両著者は,さらに突き詰めて,そのような考え方になってしまった原因を考察している。日本がなぜこのような原理主義的な社会になりつつあるのか。それは,日本人が「考えなくなった」からである。例えば,役所の役人は,世界がどんなに不幸であろうとも,自分の世界は安泰である。役所は潰れない。結局今の日本人は,現状維持を続けていれば,とりあえず安泰という意識が充満している。しかし,実際にはそんなことはないのである。変化し続けることこそが生きることである。敷かれたレールの上を歩いていることは生きることでもなんでもない。むしろ,死へと突進しているとも言える。しかし,それに気付かず,盲目的に生きている人は多い。だから,思考停止に陥り,「良い」「悪い」の二極論的な判断しかできない。両著者はそれを憂えている。
私個人がさらに突き詰めるならば,その原因は日本人が自分自身を信じることができなくなったからだと考える。自分とは何かを突き詰めず,自分自身と対話しなくなったからであろう。結局,この先,食糧問題や人口問題などで飢饉や戦争が起こったとするならば,翻ってそれは人間の責任である。個々の人間が自分自身を何者かを考えず,ただ楽することだけを求めて,利己的に生きた結果であろうと考える。おそらくその頃には,両著者も,洞爺湖サミットで「2050年に二酸化炭素排出量を50%削減する」などと適当なことを言った人達もいなくなっている。それは,今30代を生きている私自身の問題であり,子供達を導いていく私達の責任であると痛感する。「何も考えなくなった日本人」を変化させらられるかどうか。それは教育の問題でもあり,私自身の問題でもある。



「考えない」や「思考停止」ですか。まさに池田氏のレトリックにはまる人こそそれを実践しているようにおもえますが。
>それは種の多様性にも貢献する。もともと「変わらないでいる」ことは不可能なのである。

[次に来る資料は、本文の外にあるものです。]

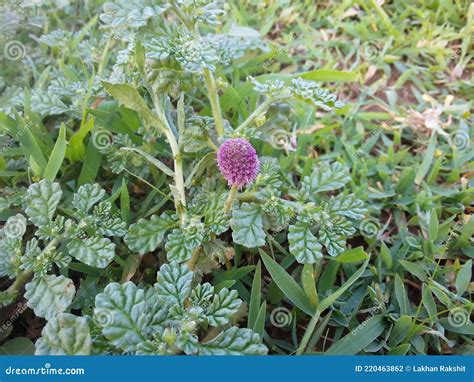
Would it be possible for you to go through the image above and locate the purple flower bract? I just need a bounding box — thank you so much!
[217,138,260,188]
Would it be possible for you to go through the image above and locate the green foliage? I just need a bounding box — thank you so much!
[0,0,474,355]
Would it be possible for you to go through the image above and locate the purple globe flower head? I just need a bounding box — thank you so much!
[217,138,260,189]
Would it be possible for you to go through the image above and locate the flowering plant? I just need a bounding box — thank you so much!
[0,0,471,355]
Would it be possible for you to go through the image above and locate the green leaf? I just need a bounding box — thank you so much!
[249,301,267,338]
[124,213,176,255]
[318,257,370,312]
[380,242,393,269]
[327,194,367,219]
[94,281,150,351]
[0,337,35,355]
[43,123,66,182]
[325,315,385,355]
[415,134,437,185]
[429,208,438,242]
[121,147,174,177]
[25,275,76,320]
[259,249,316,315]
[0,112,47,176]
[294,69,357,82]
[334,247,369,263]
[301,162,351,199]
[67,236,115,268]
[206,288,242,326]
[247,261,262,329]
[301,264,319,306]
[288,221,323,264]
[72,183,105,216]
[199,327,268,355]
[387,344,411,355]
[394,274,411,316]
[77,139,102,185]
[421,283,438,320]
[155,262,193,306]
[388,316,412,347]
[230,203,265,248]
[35,313,92,355]
[399,260,428,281]
[165,229,203,263]
[25,179,62,227]
[102,81,162,128]
[456,260,472,296]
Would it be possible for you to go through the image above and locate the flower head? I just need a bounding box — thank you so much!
[217,138,260,188]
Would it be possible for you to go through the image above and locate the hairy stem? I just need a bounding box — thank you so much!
[204,69,224,137]
[296,309,321,355]
[224,186,239,214]
[236,98,273,131]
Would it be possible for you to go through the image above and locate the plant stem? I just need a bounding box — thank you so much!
[188,247,201,271]
[224,186,239,214]
[236,98,273,131]
[296,309,321,355]
[204,68,224,138]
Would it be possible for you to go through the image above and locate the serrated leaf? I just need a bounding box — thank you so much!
[35,313,92,355]
[327,194,367,219]
[72,183,105,216]
[165,229,203,263]
[25,179,62,227]
[155,262,193,305]
[124,213,176,255]
[199,327,268,355]
[288,221,323,264]
[206,288,242,326]
[67,236,115,268]
[25,275,76,320]
[456,260,472,296]
[94,281,150,351]
[319,227,346,256]
[230,203,265,248]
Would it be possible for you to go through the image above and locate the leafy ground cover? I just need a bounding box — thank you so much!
[0,0,474,355]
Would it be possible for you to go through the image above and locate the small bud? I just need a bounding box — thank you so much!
[217,138,260,188]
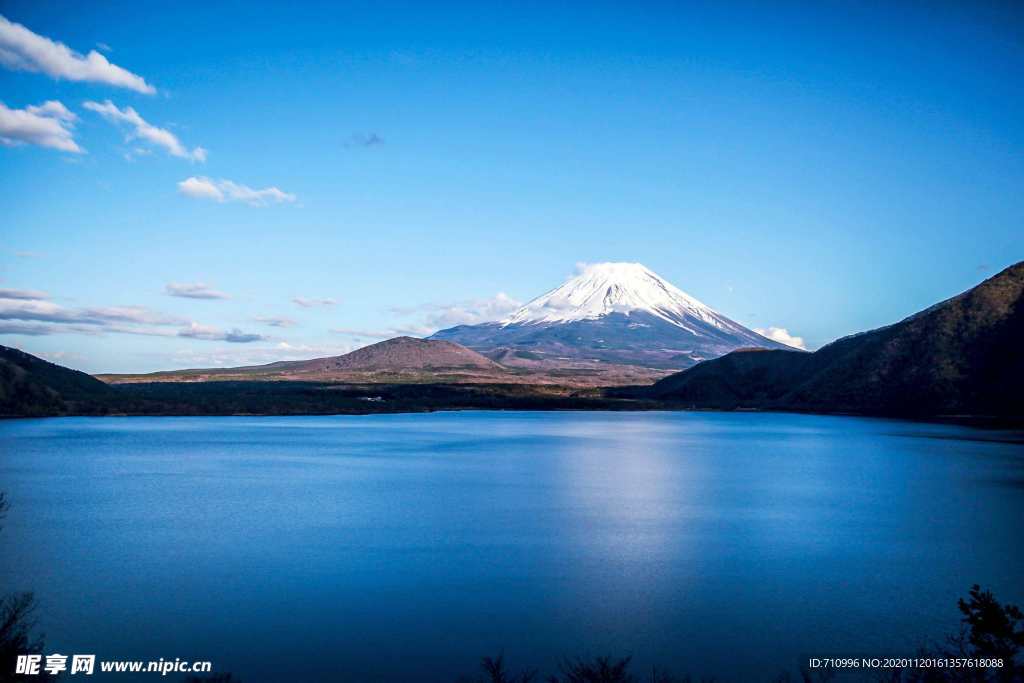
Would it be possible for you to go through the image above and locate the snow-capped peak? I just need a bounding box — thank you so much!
[501,263,735,330]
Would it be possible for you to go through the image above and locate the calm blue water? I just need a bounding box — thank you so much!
[0,413,1024,683]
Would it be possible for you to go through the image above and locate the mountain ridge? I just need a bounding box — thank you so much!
[429,262,786,370]
[634,262,1024,417]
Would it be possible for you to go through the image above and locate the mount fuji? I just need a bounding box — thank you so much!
[430,263,790,370]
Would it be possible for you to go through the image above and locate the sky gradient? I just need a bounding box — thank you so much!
[0,0,1024,372]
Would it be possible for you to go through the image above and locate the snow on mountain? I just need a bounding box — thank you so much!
[502,263,735,332]
[431,263,786,369]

種の多様性にも貢献って外来種によって生活環境を狭められ絶滅やそれに近い状態になる生物のことは無視ですか?たとえばグアムではミナミオオガシラという蛇によってクイナなどの鳥類のいくつかが野生絶滅したんですが。それに「変わらないでいる」ことが不可能だから何なのでしょうか。だからといって無軌道な開発をしたり外来生物を放ってもともとその土地にいた生物の生存を危うくすることが許されるわけではありませんよね。